Page 159-162 End of Chapter 10
Page 163 Chapter the Twelfth: Snakes and Ladders
• ‘Freud’s’ – Julia has a couch based on Freud’s couch. Note how while TLtL is dominated by French 18th-century figures, Seven Surrenders has more 19th-century and Germanic figures appearing.
• ‘C-CF-003035’ – Carlyle Foster’s tracker tag code
• ‘Their notion of reincarnation is more Pythagorean than Buddhist’ – OK so that’s what they meant by Pythagorean set-sets.
Page 169-175 End of chapter 12
Page 176 Chapter the Thirteenth: Rose-Tinted Daydream
• ‘the Renaissance’ – many references on this page but most have been addressed before.
• ‘Juliet, Helen, Cleopatra, Lesbia, Dante’s Beatrice, Abelard’s Heloise’ – Juliet as in Shakespeare’s play, Helen of Troy, Cleopatra are self-explanatory. Abelard’s Heloise we’ve discussed. Dante’s Beatrice is his guide in heaven as Virgil was for hell and purgatory (Virgil being a pagan, couldn’t go into heaven). Lesbia (which is giving autocorrect hell) was the subject of poems by the poet Catullus who was a major influence on Ovid. Each of the women listed were subjects of works by great poets.
• ‘fawn-thin’ – I noted but I’m not sure why.
• This page has a clever use of text columns.
• ‘Count of Monte Cristo’ – The novel by Alexander Dumas in which the character Edmond Dantes is unjustly imprisoned, escapes and re-invents himself as an aristocrat. The Pantheon was discussed in the previous notes – Dumas’s ashes were not interred in the Pantheon until 2002 on the bicentenary of his birth.
• ‘Icarus’ – legendary son of the master builder Daedalus. Ovid also recounted his story in Metamorphoses
Page 202 End of Chapter 13
Page 203 Chapter the Fourteenth: The Suicide of Cato Weeksbooth
• Machiavelli – as discussed in the text
• “Jehovah’s ‘language’” – the question of the original language of humanity (the language of Adam) was a matter of some curiosity. Holy Roman Emperor Frederick II conducted experiments on children so that they would be reared without any influence of a human language so as to see what they would speak naturally. Unsurprisingly the cruel experiment failed. JEDD was raised using an opposite approach: access to many languages from which he has synthesised his own.
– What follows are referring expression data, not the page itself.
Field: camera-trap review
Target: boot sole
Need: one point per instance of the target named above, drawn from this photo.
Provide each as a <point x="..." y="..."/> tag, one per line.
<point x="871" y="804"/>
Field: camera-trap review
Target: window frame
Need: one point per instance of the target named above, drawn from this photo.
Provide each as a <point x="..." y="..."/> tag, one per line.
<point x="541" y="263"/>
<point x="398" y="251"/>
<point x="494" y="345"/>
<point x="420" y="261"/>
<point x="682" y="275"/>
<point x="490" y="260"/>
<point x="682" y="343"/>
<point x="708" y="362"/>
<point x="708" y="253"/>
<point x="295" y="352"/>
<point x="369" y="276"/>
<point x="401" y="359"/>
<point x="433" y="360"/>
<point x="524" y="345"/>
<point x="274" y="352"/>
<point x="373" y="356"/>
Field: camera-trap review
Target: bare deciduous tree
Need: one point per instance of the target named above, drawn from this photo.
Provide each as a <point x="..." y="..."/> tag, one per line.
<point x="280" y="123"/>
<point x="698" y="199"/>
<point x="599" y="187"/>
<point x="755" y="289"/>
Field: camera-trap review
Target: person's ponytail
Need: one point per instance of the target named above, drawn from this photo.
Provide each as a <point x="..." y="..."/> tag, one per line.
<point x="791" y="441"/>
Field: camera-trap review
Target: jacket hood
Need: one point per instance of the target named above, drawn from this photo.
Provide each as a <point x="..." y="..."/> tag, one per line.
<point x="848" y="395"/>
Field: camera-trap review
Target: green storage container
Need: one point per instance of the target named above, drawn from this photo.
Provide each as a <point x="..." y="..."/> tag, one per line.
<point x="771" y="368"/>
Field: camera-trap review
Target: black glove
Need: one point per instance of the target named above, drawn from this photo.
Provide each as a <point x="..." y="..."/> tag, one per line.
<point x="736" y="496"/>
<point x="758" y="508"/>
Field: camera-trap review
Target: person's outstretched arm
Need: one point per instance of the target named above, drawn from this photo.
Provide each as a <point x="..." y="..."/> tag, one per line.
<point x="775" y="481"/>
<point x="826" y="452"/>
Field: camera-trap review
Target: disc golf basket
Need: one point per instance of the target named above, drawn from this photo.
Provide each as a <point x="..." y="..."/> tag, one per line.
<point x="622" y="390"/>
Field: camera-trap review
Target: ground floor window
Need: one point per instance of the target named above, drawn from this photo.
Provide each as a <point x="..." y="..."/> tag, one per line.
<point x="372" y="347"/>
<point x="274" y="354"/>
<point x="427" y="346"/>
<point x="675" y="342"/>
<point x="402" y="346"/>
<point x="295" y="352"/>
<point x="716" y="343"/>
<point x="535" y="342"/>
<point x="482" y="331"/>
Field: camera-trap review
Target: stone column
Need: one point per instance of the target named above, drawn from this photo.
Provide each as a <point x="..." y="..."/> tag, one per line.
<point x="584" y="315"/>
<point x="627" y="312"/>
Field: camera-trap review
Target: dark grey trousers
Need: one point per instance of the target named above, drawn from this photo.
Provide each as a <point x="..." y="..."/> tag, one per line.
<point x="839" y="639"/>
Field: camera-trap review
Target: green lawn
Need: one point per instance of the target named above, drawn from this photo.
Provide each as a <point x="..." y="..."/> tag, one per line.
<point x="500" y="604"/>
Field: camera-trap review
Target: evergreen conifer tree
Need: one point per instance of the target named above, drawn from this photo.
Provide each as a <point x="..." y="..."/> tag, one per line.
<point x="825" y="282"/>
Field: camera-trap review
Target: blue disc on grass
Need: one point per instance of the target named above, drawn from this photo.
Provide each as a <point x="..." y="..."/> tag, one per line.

• ‘a labyrinth to baffle Daedalus’ – the designer of the labyrinth of King Minos of Crete in which the Minotaur lived. Although Daedalus’s labyrinth canonically had many routes, the symbols of labyrinths from Crete were typically unicursal – i.e. winding but with only a single path. Consequently ‘labyrinth’ is often used to denote unicursal winding paths as opposed to mazes.